L’ecosistema fisico e sociale
La medicina si comporta come se tutte le malattie avessero una causa biologica e fossero trattabili con farmaci e con interventi chirurgici, ma i servizi sanitari spiegano meno della metà delle variazioni dello stato di salute delle persone. Il restante 60% è associato a fattori genetici, stili di vita e soprattutto a determinanti di tipo ambientale e sociale (5). Per migliorare la salute e la vita delle persone occorre agire, in primo luogo, sull’ambiente fisico e sociale dove la gente nasce, vive e lavora. Bisogna affrontare i cambiamenti climatici, rispettare l’ambiente e la biodiversità, rivedere i modelli di produzione agricola, limitare il consumismo sanitario, contenere gli sprechi e promuovere il lavoro, la pace e la giustizia sociale.

L’attività clinica
L’approccio meccanicistico considera il paziente come un insieme di organi, di cellule e di parametri biologici, suddivide gli interventi sanitari tra diversi specialisti e concentra le cure negli ospedali, lontano dal contesto familiare e sociale. Ciò non è sbagliato ma spesso non basta, in molti casi non serve è qualche volta è perfino dannoso. La cura si avvale della scienza e della tecnologia per esplorare le cellule, gli organi e gli apparati, individuare i problemi e mettere in atto le azioni correttive. Tuttavia è altrettanto importante riconoscere la voce della vita: fatta di relazioni, sentimenti, valori. Un mondo soggettivo, poliedrico, ambiguo, instabile che si alimenta di parole, metafore, fattori psicologici, spirituali e sociali. È l’incontro di questi due mondi che attiva e consolida la relazione di cura e consente di riconoscere e valorizzare le potenzialità del paziente e del contesto familiare e sociale che lo circonda.

Il piano personale
Non esiste una ricetta universale per stare bene, preservare la salute, godersi la vita ed essere felici. Alcuni consigli possono però essere utili.

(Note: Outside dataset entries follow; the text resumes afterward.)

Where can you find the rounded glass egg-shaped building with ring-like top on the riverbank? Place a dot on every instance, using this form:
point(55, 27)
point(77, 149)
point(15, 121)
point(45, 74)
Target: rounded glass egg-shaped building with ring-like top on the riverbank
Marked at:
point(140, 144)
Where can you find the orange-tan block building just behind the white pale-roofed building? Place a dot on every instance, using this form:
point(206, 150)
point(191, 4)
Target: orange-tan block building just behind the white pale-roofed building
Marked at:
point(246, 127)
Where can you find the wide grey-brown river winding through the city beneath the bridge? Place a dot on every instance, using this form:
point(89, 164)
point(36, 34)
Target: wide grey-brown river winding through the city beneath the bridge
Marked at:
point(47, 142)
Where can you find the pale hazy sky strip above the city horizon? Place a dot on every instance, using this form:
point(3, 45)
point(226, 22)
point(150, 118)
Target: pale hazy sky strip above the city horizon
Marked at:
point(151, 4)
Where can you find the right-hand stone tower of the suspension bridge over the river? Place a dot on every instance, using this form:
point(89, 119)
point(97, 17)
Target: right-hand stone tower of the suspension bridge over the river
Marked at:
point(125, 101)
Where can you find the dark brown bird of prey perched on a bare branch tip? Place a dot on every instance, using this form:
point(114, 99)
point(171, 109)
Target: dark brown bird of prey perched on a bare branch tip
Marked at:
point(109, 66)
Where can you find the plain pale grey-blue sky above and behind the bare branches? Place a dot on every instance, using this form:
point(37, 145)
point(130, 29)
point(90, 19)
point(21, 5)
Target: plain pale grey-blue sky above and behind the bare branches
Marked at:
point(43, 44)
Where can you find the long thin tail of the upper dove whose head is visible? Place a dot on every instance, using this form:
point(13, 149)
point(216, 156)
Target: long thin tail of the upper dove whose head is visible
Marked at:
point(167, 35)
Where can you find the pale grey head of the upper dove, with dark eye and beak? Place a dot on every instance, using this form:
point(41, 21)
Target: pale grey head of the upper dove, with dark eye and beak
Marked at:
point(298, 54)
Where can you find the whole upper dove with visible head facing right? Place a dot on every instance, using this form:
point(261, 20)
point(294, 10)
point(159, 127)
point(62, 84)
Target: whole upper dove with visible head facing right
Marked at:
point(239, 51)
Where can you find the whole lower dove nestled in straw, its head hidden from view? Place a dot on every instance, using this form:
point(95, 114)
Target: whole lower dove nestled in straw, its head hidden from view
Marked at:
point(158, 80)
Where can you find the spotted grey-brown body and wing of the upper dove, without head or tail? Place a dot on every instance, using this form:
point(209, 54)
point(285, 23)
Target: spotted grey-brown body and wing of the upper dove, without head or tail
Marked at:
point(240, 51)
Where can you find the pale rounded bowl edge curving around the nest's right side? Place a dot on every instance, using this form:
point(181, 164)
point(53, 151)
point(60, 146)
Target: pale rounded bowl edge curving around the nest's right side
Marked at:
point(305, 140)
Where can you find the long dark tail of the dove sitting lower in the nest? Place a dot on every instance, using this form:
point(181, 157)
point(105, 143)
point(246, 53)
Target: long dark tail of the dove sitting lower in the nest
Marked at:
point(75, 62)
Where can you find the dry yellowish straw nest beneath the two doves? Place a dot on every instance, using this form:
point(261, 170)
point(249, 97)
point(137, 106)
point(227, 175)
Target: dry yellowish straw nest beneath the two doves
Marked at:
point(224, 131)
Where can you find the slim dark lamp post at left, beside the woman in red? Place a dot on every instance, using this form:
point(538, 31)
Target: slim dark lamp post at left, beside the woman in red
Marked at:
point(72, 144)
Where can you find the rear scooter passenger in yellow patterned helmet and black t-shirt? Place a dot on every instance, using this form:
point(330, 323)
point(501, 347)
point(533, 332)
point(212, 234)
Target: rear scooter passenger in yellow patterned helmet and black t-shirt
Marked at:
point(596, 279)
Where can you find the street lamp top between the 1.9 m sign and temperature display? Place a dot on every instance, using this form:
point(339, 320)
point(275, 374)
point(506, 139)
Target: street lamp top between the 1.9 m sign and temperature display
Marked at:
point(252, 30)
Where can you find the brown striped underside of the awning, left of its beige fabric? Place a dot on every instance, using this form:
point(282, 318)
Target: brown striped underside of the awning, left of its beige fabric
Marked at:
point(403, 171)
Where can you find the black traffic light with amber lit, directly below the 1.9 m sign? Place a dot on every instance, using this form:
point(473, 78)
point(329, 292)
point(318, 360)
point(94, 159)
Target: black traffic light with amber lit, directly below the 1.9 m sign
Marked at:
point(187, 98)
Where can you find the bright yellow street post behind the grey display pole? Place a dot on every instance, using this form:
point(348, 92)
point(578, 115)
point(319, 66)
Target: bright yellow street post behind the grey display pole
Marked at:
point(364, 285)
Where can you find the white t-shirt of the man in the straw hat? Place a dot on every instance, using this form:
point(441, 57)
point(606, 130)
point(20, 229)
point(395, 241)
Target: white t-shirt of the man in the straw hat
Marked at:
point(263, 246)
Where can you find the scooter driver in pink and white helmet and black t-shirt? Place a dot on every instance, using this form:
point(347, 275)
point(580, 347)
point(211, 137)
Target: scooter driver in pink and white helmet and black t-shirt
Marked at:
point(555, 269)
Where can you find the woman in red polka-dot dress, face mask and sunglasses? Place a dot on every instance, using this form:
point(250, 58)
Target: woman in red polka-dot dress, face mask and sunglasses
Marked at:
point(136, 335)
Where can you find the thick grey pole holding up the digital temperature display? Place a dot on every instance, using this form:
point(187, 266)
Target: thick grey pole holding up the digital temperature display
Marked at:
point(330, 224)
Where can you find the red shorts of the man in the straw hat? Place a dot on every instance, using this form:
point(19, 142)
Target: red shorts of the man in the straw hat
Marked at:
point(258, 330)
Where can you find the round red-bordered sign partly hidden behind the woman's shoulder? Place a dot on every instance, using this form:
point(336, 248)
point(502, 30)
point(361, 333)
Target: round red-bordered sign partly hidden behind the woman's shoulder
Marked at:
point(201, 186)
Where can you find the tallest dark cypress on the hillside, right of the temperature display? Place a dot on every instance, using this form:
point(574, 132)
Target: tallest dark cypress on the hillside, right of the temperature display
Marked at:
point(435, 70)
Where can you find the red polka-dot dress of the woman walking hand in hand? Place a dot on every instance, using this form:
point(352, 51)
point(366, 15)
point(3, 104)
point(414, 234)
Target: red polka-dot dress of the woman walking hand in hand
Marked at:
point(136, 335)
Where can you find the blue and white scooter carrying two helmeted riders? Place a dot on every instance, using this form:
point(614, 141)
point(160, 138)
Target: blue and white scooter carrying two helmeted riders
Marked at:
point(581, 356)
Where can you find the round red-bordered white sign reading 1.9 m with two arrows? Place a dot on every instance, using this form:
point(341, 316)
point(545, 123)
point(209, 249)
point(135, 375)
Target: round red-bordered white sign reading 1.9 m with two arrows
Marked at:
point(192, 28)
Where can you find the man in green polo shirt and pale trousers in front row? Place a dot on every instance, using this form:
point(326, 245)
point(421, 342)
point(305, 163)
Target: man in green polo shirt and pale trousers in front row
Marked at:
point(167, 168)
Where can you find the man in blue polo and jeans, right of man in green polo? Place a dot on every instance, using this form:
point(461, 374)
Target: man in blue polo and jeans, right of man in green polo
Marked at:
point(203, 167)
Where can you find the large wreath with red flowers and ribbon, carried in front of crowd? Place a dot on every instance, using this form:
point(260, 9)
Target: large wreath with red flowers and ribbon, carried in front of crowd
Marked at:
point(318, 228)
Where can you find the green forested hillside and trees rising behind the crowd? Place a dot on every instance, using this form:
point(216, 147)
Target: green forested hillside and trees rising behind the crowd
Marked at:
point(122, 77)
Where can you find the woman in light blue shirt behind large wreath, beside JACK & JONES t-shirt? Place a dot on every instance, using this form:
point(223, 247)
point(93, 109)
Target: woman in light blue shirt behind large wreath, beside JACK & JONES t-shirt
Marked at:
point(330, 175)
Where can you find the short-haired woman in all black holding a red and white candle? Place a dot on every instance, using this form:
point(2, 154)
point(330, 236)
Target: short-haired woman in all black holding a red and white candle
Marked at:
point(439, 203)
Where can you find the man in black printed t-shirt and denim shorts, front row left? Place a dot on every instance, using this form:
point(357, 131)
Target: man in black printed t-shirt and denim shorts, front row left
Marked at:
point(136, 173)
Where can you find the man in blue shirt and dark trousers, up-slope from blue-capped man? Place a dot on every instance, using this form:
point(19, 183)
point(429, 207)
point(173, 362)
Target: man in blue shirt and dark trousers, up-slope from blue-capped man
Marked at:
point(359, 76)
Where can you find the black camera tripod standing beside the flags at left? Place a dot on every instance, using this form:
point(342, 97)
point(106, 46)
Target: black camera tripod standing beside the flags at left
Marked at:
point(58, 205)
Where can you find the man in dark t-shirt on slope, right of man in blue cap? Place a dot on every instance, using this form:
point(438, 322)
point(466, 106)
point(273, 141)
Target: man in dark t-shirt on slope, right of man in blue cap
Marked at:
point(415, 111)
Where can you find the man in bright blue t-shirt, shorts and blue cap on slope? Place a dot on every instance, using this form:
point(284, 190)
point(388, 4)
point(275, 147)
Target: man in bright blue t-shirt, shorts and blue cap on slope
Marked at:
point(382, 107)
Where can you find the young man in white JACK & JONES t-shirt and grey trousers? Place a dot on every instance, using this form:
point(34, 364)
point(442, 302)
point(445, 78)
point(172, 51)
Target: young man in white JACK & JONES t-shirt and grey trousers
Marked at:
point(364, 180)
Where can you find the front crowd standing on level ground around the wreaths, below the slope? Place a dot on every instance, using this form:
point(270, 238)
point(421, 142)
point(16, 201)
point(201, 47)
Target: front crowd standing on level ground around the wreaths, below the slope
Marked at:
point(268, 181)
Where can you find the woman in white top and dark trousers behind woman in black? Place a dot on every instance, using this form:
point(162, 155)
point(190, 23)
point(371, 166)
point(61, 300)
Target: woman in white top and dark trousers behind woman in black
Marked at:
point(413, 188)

• La nostra salute dipende per molta parte dalla salute del pianeta: rispettiamolo! Quando possibile, limitiamo l’uso di combustibili fossili, seguiamo una dieta tendenzialmente vegetariana, beviamo l’acqua del rubinetto e limitiamo gli sprechi.

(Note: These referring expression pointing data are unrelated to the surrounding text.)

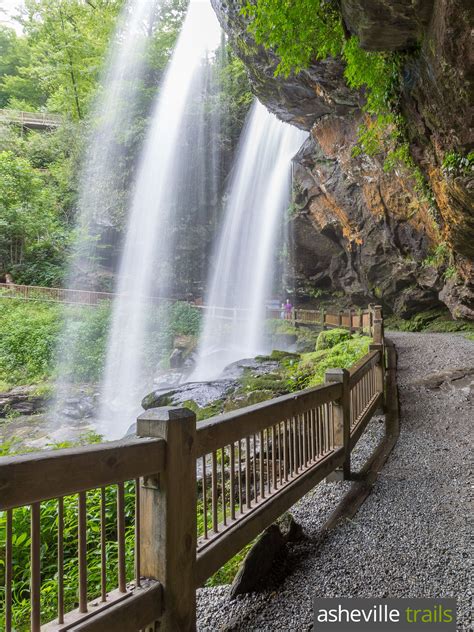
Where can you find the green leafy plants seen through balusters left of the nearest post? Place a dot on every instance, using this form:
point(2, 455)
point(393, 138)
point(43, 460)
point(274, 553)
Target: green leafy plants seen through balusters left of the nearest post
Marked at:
point(49, 533)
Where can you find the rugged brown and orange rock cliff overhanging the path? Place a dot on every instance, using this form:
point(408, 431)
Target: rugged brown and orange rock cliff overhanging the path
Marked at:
point(358, 229)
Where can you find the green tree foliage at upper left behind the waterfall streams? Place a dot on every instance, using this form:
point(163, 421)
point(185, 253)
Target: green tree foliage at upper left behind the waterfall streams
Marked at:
point(57, 64)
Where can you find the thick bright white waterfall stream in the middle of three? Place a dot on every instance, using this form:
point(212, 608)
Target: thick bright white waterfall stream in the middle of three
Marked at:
point(152, 230)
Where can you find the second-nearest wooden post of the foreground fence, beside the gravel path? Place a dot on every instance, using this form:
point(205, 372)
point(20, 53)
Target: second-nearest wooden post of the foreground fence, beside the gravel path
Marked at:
point(342, 420)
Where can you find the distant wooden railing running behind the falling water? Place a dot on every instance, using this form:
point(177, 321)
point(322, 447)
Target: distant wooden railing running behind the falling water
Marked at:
point(355, 320)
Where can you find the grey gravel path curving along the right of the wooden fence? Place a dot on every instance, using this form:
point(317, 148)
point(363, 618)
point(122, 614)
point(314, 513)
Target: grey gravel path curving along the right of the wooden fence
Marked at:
point(411, 536)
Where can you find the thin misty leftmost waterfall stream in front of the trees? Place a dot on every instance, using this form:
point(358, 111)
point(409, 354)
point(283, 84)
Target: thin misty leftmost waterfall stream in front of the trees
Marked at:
point(114, 111)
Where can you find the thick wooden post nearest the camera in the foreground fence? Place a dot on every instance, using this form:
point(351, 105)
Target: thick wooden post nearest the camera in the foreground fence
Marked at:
point(168, 516)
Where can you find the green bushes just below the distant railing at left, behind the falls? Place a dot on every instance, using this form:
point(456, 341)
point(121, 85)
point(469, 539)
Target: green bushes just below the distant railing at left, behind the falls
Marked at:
point(31, 333)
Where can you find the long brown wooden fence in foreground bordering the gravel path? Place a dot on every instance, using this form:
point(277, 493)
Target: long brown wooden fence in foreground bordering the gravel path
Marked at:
point(200, 494)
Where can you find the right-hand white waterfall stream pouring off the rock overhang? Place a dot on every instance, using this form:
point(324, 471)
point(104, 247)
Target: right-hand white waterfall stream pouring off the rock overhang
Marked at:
point(248, 246)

• Adottiamo stili di vita sobri e cerchiamo di evitare i fattori di rischio, senza però essere sopraffatti dalla paura. Se disponiamo di una casa e di un reddito che ci consenta di vivere, i consigli per mantenersi in buona salute non sono molti: seguire un’alimentazione equilibrata, ricca di frutta e verdura, astenersi dal fumo, limitare il consumo di alcool, praticare attività fisica con regolarità, mantenere buone relazioni con gli altri e coltivare qualche hobby.
• Impariamo ad individuare e a riconoscere i segnali del nostro corpo. Spesso ciascuno di noi può capire da sé ciò che lo aiuta a stare bene e a mantenere un certo equilibrio anche durante la malattia. Occorre acquisire un atteggiamento attivo di fronte alla salute e alla malattia, avere fiducia in se stessi ed essere consapevoli delle capacità di autoguarigione del nostro organismo.
• È utile comprendere i limiti della conoscenza e accettare l’idea che la vita porta con sé una quota ineliminabile d’incertezza. Non dobbiamo farci sedurre dalle ultime novità e dagli annunci di cure miracolose, soprattutto quando vi sono implicati interessi commerciali. Cerchiamo di verificare le fonti degli annunci e ricordiamoci che: fare di più non è sempre meglio, scoprire una malattia prima che si manifesti non è sempre utile, i farmaci hanno effetti collaterali, le radiografie ci espongono alle radiazioni e le procedure mediche possono essere dannose.

Bibliografia
[1] Bateson G: Una sacra Unità. Adelphi Edizioni 1997.
[2] Luisi PL: Sull’origine della vita e della biodiversità. Mondadori 2013.
[3] Maturana H R, Varela F: Autopoiesi e cognizione. Marsilio Editori 1985.
[4] Bateson G: Mente e natura. Adelphi Edizioni 1984.
[5] Donkin A et al: Global action on the social determinants of health. BMJ Glob Health 2017;3:e000603. doi:10.1136/ bmjgh-2017-000603.